Haber / Seçkin Koç

Pandemi sürecinde kurumsal destek verdiğim holdingler/işletmeler aracılığıyla yüzlerce insanla ve onlarca bireysel danışanla çalıştım. Ve kendim dahil istisnasız gördüm ki, belirsizlik bizlere zor geliyor. Taşıması ağır bir yük gibi adeta; belirsizlik barındıran her durumdan ve deneyimden bir an önce kurtulmak istiyoruz. Bu da bizleri “yaşama dayanmak” ya da “yaşamla mücadele” gibi anlamsız kelime kalıplarına hapsediyor. Oysa bazen basit çözümler hemen burnumuzun dibinde oluyor. Yaşamı sürdürebilmek için aklı başında olmak yeterli; aklı başında olmak ise tek bir gerçekliğe dayanıyor: Dikkat!

***

Dikkat, ilişki kurma, bağlanma demektir ve onu neye yönlendirdiyseniz “o şey” ile ilişkilenmektesinizdir. Bu ilişkilenme süreci zamanla yaşamınızın parçası ya da yaşamınızın kendisi gibi algılanmaya başlanır. Buradaki önemli eşik bana sorarsanız, ilişkilenmekte olduğunuz şeylerin ne kadarının idrakında olduğunuz. Zira bir süre sonra yaşamınız haline gelen o algıyla o kadar bütünleşirsiniz ki, çok da farkında olmadan alışkanlıkla sürekli devam ederseniz takındığınız bir tutuma, takılı kaldığınız bir role ya da üzerinize yapışan nahoş bir duyguya. 

Esasında deneyimlerim ve gözlemlerim gösterdi ki, 125 nanometre büyüklüğündeki bu virüs özellikle ilişkilenme şeklimize dair güçlü bir katalizör. Eğer pandemiden önce ilişkileriniz, partnerinizle, ebeveyninizle, çocuklarınızla, iş yerindeki takım arkadaşlarınızla ilişkileriniz ve en önemlisi kendinizle ilişkiniz konusunda farkındalıklı bir frekanstaysanız, bu bağı güçlü bir zemine oturtabilmek için zorlu ama büyüten adımları attıysanız; pandemide kendinizin ya da ilişkilerinizin bir üst sürümüne geçmek için fırsatı değerlendirmişsiniz demektir.
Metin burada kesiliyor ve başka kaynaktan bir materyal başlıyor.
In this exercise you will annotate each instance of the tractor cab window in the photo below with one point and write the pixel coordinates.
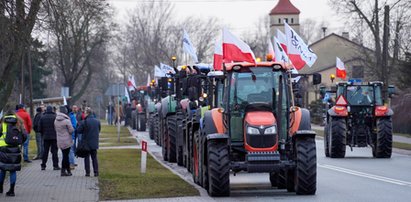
(378, 97)
(360, 95)
(252, 87)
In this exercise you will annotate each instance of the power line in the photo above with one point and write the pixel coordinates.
(188, 1)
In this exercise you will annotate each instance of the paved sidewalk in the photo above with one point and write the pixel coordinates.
(36, 185)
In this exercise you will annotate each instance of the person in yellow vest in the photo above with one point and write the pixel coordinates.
(10, 156)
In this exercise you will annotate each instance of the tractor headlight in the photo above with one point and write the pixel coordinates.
(270, 130)
(252, 131)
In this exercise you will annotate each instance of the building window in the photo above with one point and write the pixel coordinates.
(357, 72)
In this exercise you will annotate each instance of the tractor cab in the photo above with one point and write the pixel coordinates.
(253, 102)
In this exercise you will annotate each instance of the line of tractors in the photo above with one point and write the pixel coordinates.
(243, 119)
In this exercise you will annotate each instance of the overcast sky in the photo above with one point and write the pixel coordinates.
(240, 15)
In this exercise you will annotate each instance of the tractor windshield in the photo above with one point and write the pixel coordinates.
(254, 86)
(362, 95)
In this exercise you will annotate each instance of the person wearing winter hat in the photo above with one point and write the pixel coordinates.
(64, 129)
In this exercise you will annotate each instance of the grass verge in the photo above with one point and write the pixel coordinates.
(120, 177)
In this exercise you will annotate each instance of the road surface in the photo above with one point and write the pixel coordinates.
(358, 177)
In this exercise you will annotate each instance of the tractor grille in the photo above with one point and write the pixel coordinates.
(261, 141)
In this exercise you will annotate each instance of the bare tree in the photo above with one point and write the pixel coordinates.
(153, 36)
(79, 29)
(17, 19)
(371, 14)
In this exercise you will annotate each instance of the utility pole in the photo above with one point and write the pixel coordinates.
(385, 40)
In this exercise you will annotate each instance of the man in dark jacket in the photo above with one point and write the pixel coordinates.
(39, 139)
(48, 131)
(90, 128)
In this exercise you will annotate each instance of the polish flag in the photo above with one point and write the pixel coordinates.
(131, 83)
(282, 39)
(340, 70)
(270, 49)
(298, 52)
(235, 49)
(218, 55)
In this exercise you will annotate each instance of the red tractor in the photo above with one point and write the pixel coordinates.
(256, 129)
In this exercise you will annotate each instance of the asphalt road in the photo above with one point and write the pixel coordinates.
(358, 177)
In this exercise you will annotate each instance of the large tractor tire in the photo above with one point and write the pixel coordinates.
(218, 169)
(326, 140)
(383, 143)
(306, 169)
(171, 138)
(337, 137)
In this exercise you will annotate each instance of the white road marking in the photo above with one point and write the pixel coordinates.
(366, 175)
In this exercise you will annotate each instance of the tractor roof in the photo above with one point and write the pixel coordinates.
(229, 66)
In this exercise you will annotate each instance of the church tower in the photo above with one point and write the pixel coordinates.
(284, 11)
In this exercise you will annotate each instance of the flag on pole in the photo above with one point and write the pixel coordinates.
(131, 83)
(340, 70)
(126, 94)
(235, 49)
(158, 72)
(298, 52)
(282, 39)
(189, 48)
(280, 55)
(148, 80)
(270, 49)
(218, 55)
(166, 69)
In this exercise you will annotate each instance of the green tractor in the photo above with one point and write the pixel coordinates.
(256, 129)
(359, 118)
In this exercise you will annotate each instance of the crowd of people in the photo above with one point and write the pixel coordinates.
(63, 128)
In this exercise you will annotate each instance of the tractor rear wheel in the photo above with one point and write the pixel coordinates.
(326, 140)
(383, 143)
(171, 142)
(218, 169)
(337, 135)
(306, 170)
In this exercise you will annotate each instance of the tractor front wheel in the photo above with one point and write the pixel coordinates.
(306, 170)
(383, 143)
(218, 169)
(337, 135)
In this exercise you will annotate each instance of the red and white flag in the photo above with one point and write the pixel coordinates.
(282, 39)
(218, 55)
(280, 55)
(270, 49)
(131, 83)
(235, 49)
(298, 52)
(340, 70)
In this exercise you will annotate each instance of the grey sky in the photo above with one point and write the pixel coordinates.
(240, 15)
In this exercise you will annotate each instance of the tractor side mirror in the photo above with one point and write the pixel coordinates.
(316, 78)
(391, 90)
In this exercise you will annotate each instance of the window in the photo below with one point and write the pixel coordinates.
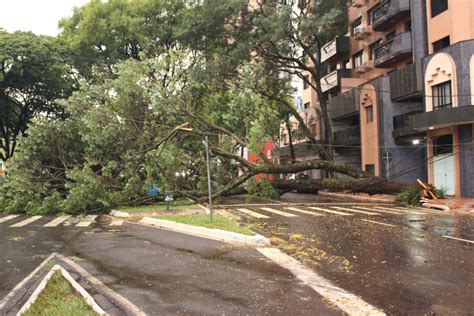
(356, 26)
(370, 169)
(408, 26)
(306, 82)
(442, 97)
(369, 114)
(357, 59)
(438, 6)
(390, 35)
(443, 145)
(440, 44)
(372, 48)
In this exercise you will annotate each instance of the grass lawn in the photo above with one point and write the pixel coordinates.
(58, 299)
(218, 221)
(179, 204)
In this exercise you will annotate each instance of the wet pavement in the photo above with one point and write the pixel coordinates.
(395, 258)
(160, 271)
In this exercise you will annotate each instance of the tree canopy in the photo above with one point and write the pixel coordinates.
(153, 71)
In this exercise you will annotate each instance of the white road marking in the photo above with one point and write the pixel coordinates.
(347, 302)
(117, 222)
(355, 211)
(329, 211)
(380, 223)
(460, 239)
(400, 210)
(26, 221)
(252, 213)
(7, 218)
(295, 209)
(59, 220)
(86, 221)
(272, 210)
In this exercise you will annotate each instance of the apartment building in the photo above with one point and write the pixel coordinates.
(400, 89)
Ancak zaten sorunlu olan bu ilişki örüntülerine bakma cesareti göstermediyseniz ve dürüst olalım bu sorunun çözümüne yönelik yapıcı ve kalıcı bir yatırımınız yoksa,6000 tanesi bir araya gelince ancak bir pirinç tanesi büyüklüğünde olan bu virüs ile gelen süreç, sizin derinlere ittiğiniz o sorunları daha da yüzeye taşımış olabilir. 

***

İşte bu aşamada soru belki de şu olmalı: dikkatiniz nerede? Lütfen beş dakika durun ve ilişkilerinizin içerisinde sizi zorlayan bir tanesini seçin. Adeta yaşamınızı kilitlediğini düşündüğünüz bu ilişki hangi yöne doğru akıyormuş gibi geliyor size? Dikkatiniz acaba bu ilişkide nerede olabilir? Ve bir de minik başlangıç uyarısı: Bu soruya kendi içinizde vereceğiniz samimi yanıt sizin hezeyanlarınızı, size ait olmayan hayalleri, diğerlerinin ya da çevrenin hedeflerini, en önemlisi gerçeklik sandığınız yanılsamaları barındırıyor olabilir. Unutmayın, dikkat nereye yönelirse, yaşam da o tarafa doğru akıyor. Yaşamınızın aktığı yönden memnun değilseniz, suya yeni bir yol çizebilmek için adımı atabilme sorumluluğu size ait.